Decoupling Capacitors: What happens to the DC on the cap once noise is introduced and it shorts?
The capacitor does not "short out", it has charged up to a constant voltage by storing energy as electrical charge, and if something external tries to change the voltage over the capacitor, it means that more or less charge is needed to change the capacitor voltage up or down, and moving charges means is current flowing.
So in short, a capacitor wants to keep the voltage over it constant, and resists any voltage changes by combating it with current. So voltage spikes get attenuated because the capacitor uses energy of the spike to change charge, and the larger the capacitance is, the less the spike can change the capacitor voltage.
The fundamental nature of a capacitor is that stored charge = capacitance x voltage: - $$Q = CV$$
We also know that current is the rate of change of charge with time hence, if the formula is differentiated with respect to time we get this: -
$$I = C\cdot\dfrac{dV}{dt}$$
The impact of this formula is that if a current is injected, the capacitor's terminal voltage will ramp up or down depending on whether the current is positive or negative.
If that current were applied to a resistor, there would be a step change in voltage but, for a capacitor, there is a ramping up or down and not a sudden loss of terminal voltage.
Looking at it from a different angle, if a voltage ramp is applied to the capacitor, there will be a constant current flow into and from the capacitor.
Neither of these scenarios imply that the capacitor turns into a short circuit other than to try and counteract changes to its terminal voltage; there can be no sudden fall to zero volts because that would imply an infinite current surge into the capacitor.
Imagine the capacitor like a flywheel rotating at constant speed; any action that attempts to speed-up or slow-down the flywheel requires great torque and that results in only a ramping up or down of speed and not a sudden change of speed to zero.
The capacitor does not become an actual short circuit.
When we say that a capacitor is a short circuit at high frequencies, we are talking about the impedance of a capacitor when a sine wave voltage is applied to it.
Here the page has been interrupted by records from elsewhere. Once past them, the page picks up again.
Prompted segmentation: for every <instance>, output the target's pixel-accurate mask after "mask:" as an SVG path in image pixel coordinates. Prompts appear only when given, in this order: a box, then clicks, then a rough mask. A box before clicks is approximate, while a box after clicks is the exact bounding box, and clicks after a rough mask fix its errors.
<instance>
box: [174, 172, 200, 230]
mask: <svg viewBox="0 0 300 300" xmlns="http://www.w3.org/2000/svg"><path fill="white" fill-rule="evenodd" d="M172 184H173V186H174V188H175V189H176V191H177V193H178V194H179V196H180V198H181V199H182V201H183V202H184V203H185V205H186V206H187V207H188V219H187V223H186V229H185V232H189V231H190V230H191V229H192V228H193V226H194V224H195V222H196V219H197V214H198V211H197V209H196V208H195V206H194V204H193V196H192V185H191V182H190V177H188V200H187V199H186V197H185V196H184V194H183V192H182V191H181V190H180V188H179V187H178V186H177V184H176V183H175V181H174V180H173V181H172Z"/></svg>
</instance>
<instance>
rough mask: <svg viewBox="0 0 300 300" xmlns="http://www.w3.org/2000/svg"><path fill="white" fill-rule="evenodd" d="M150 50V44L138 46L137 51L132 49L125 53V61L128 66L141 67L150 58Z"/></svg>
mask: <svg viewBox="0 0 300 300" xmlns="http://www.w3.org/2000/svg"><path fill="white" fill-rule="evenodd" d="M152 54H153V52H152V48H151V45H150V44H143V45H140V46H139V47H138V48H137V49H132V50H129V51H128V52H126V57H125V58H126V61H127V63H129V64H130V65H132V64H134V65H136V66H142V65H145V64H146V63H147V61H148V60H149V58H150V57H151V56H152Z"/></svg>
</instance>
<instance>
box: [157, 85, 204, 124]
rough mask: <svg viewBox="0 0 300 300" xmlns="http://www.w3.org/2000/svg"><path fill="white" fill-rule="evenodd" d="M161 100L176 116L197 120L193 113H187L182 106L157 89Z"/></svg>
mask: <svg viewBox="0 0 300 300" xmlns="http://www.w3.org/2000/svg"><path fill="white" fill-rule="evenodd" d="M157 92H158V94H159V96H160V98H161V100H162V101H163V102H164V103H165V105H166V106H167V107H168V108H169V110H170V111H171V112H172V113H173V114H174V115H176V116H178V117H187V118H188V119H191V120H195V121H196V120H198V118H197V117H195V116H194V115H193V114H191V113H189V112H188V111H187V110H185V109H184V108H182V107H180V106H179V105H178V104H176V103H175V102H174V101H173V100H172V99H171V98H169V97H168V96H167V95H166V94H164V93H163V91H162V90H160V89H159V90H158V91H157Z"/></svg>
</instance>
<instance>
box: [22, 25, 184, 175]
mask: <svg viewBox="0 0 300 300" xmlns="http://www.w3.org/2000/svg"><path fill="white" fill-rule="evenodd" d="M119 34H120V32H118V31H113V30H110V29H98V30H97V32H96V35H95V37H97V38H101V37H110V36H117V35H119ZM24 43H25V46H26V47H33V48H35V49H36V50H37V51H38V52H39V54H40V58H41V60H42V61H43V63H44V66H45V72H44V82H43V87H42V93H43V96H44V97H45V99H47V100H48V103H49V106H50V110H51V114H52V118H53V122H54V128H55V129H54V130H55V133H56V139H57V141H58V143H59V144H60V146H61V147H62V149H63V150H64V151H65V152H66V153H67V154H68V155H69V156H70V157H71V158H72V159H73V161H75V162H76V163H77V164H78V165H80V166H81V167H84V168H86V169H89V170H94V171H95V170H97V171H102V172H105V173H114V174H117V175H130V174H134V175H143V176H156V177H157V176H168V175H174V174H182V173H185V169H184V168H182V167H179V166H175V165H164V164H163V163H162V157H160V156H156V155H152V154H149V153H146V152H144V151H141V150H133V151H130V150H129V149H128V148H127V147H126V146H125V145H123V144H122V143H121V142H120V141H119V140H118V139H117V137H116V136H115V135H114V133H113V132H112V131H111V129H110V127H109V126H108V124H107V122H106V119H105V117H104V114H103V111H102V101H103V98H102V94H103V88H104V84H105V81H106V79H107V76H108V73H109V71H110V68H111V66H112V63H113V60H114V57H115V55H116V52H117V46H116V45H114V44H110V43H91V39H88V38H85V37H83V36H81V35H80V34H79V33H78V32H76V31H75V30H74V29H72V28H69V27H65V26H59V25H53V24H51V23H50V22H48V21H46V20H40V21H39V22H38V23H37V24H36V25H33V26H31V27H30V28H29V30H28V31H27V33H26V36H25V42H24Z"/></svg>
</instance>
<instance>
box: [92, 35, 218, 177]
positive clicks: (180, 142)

The impedance is the voltage divided by the current (similar to resistance).
$$ Z_C = \frac{V}I = \frac{1}{2\pi jfC} $$
It's an imaginary number, which means the current and voltage are out of phase. Apart from that, impedance is very similar to resistance.
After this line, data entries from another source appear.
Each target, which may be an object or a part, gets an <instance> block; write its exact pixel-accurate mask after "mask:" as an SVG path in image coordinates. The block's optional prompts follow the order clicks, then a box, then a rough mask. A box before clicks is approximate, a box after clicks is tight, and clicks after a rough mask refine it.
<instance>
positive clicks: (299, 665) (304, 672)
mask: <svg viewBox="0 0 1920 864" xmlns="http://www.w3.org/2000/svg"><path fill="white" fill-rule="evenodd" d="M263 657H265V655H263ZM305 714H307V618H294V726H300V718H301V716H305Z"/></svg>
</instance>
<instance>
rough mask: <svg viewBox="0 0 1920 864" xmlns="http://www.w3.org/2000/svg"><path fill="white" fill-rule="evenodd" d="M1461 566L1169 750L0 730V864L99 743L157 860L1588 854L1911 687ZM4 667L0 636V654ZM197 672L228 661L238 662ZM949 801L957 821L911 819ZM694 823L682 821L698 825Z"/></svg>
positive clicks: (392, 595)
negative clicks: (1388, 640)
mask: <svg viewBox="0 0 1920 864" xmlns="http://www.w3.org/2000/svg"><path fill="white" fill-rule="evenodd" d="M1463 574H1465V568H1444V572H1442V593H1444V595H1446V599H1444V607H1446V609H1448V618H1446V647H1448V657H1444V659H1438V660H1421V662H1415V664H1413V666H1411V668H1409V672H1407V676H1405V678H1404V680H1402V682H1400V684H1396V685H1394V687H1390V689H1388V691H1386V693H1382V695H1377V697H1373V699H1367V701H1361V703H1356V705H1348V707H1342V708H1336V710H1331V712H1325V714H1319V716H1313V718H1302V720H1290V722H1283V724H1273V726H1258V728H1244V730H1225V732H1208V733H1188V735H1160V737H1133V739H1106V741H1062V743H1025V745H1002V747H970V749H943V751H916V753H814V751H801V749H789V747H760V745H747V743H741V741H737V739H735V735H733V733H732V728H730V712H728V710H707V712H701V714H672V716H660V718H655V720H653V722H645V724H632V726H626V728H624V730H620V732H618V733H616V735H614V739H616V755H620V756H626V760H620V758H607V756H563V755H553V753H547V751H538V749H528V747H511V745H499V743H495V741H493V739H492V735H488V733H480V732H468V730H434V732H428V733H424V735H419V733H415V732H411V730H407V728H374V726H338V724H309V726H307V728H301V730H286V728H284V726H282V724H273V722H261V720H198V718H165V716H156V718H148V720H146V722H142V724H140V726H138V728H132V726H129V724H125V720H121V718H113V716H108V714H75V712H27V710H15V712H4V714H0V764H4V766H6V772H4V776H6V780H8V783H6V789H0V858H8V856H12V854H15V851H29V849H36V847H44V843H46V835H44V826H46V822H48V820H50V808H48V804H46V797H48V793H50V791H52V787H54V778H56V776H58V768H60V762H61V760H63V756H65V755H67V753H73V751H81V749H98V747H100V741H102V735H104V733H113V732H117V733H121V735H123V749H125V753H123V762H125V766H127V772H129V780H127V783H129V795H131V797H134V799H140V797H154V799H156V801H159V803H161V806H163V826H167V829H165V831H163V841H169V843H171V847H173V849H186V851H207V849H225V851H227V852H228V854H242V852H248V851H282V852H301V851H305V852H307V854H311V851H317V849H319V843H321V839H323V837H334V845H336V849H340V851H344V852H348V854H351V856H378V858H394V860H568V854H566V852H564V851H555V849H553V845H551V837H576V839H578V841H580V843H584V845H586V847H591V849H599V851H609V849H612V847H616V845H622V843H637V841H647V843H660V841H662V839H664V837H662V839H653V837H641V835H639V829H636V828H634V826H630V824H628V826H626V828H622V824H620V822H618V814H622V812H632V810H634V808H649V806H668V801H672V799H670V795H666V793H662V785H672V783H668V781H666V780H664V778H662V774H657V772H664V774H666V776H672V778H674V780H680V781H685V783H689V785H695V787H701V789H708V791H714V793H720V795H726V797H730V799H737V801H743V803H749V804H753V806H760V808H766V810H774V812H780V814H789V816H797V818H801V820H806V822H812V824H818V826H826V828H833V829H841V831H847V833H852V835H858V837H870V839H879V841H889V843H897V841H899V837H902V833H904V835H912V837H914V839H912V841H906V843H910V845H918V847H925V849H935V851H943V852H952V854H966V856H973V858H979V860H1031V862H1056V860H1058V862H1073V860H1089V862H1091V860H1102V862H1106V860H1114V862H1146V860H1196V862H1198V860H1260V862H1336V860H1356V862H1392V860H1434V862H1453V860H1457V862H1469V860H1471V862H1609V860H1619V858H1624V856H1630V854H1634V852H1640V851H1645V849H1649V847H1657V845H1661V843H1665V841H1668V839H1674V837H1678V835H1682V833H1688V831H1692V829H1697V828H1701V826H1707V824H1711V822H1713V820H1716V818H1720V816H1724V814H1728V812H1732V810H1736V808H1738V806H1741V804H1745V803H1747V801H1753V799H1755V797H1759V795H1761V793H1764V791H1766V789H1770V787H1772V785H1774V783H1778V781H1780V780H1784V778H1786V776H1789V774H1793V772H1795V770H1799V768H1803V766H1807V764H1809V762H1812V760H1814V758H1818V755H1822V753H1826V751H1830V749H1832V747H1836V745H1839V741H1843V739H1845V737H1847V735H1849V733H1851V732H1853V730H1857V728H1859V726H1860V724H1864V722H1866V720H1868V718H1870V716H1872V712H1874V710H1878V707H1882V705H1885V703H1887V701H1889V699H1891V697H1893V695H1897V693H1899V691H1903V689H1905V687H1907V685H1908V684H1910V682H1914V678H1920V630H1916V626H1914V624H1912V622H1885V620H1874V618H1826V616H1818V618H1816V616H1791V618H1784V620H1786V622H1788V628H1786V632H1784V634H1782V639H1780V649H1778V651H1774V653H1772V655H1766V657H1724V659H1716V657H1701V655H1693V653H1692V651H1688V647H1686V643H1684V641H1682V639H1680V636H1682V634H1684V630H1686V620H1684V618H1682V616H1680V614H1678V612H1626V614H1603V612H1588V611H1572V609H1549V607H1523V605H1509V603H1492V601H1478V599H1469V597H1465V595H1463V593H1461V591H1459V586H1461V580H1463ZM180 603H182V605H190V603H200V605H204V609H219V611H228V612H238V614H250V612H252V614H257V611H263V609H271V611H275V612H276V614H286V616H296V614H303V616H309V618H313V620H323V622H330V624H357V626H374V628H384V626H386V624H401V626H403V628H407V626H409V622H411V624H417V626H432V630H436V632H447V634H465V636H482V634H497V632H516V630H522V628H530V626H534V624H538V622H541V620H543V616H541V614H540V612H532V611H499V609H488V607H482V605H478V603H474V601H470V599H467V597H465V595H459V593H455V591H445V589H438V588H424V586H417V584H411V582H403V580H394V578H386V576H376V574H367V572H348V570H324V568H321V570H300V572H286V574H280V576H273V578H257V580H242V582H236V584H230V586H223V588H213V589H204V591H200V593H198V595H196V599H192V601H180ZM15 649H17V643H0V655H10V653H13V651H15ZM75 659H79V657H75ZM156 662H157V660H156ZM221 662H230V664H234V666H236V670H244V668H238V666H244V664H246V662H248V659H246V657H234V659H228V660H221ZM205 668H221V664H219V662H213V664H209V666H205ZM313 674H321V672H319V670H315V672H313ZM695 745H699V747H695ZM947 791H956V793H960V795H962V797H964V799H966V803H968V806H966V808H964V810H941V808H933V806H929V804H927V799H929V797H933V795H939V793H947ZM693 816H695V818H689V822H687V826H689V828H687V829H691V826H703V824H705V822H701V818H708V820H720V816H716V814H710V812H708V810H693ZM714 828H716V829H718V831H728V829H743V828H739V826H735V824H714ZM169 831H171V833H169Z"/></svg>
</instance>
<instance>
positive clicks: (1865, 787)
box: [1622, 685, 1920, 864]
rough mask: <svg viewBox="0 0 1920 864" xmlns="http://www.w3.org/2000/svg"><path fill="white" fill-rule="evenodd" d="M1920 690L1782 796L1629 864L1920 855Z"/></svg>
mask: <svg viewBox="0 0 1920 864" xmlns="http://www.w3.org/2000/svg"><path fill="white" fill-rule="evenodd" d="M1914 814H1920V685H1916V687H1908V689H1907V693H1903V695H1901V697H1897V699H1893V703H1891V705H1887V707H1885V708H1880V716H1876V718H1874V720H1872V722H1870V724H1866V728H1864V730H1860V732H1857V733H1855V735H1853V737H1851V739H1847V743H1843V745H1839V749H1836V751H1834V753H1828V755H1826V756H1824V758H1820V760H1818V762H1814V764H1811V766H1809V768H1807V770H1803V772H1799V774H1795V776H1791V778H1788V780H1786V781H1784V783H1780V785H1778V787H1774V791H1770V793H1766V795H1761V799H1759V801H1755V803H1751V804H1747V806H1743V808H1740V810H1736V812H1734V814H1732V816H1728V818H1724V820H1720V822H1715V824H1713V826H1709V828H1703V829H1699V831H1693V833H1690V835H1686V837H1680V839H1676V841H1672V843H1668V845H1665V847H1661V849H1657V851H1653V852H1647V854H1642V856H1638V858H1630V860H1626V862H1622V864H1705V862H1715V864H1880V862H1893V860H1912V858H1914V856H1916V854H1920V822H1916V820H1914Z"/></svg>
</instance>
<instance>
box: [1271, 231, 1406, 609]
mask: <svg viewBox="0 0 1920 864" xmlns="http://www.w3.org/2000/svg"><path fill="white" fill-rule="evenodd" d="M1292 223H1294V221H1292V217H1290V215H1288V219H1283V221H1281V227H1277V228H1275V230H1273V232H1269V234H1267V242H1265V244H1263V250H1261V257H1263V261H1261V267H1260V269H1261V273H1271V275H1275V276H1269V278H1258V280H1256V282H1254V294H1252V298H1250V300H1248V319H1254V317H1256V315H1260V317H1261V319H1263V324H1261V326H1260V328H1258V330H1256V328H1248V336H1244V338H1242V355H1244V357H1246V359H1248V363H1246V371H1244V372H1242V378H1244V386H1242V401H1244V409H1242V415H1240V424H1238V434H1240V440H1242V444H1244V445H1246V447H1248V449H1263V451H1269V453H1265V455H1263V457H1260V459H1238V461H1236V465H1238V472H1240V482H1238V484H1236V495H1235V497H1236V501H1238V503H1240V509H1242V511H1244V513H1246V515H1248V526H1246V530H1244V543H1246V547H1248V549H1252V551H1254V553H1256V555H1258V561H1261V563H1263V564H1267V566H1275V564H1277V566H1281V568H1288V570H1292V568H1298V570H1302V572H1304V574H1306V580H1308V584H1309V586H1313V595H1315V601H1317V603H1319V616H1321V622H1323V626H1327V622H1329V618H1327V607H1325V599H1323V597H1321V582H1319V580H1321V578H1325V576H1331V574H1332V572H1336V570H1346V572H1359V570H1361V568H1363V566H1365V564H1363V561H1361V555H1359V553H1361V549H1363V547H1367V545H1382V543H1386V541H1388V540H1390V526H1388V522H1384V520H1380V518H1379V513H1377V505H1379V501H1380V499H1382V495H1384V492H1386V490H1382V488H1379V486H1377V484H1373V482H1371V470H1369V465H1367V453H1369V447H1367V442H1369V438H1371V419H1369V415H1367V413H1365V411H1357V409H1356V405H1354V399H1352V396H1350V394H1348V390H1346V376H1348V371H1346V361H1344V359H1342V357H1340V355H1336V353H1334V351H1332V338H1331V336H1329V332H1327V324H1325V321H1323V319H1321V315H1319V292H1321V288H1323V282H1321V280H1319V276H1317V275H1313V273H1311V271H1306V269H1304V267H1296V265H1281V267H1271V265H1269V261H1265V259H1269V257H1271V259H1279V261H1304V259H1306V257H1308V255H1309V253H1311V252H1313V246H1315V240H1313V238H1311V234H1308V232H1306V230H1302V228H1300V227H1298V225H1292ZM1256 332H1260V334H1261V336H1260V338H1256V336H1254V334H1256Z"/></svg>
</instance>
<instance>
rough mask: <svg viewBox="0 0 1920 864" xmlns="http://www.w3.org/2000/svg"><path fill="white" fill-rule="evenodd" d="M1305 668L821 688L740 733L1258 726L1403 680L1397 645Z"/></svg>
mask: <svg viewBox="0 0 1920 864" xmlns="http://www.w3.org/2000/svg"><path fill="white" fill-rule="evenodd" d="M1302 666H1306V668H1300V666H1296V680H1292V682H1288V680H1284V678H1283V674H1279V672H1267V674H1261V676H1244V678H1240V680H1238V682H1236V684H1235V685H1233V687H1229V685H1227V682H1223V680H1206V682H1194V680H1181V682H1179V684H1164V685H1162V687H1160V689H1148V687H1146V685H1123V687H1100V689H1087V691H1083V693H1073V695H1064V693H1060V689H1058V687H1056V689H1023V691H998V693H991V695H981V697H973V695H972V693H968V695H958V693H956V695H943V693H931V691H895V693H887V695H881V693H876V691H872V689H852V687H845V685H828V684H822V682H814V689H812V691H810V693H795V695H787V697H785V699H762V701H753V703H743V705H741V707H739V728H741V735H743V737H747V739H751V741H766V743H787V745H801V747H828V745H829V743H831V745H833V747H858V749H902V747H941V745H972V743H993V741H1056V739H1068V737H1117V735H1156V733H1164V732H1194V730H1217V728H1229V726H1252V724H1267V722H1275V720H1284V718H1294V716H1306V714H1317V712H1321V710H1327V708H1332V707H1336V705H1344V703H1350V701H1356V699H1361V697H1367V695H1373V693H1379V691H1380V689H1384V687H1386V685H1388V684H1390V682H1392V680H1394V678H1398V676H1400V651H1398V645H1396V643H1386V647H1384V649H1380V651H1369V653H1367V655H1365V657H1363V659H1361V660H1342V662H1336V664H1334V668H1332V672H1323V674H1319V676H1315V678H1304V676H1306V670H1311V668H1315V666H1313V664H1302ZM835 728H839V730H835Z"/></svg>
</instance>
Let's say you have a 1uF capacitor and a 1V (rms), 10kHz sine wave. The math says the impedance is 15.9 imaginary ohms. Therefore the current is \$\frac{1V}{15.9\Omega} = 0.063A\$. Now calculate the current at 100kHz. The current is \$0.63A\$. Now try 10MHz. The current is \$63A\$. Lots of current!
A real short circuit would allow infinity amps to flow, of course. As we increase the frequency, the impedance gets closer to 0 and the current gets closer to infinity. That's what "capacitors are like short circuits at high frequencies" means. A high frequency voltage signal will cause a large current to flow. (Or, equivalently, a high frequency current signal will only create a small voltage)
So what happens if you have a signal consisting of several frequencies? Capacitors are called linear elements, which means that we can analyze each frequency independently. If you have a DC voltage (0 Hz), and a high frequency noise voltage, then the DC signal will not create any current through the capacitor (the impedance is infinite), but the high frequency noise voltage will create a large high frequency noise current through the capacitor which acts to cancel out the noise voltage.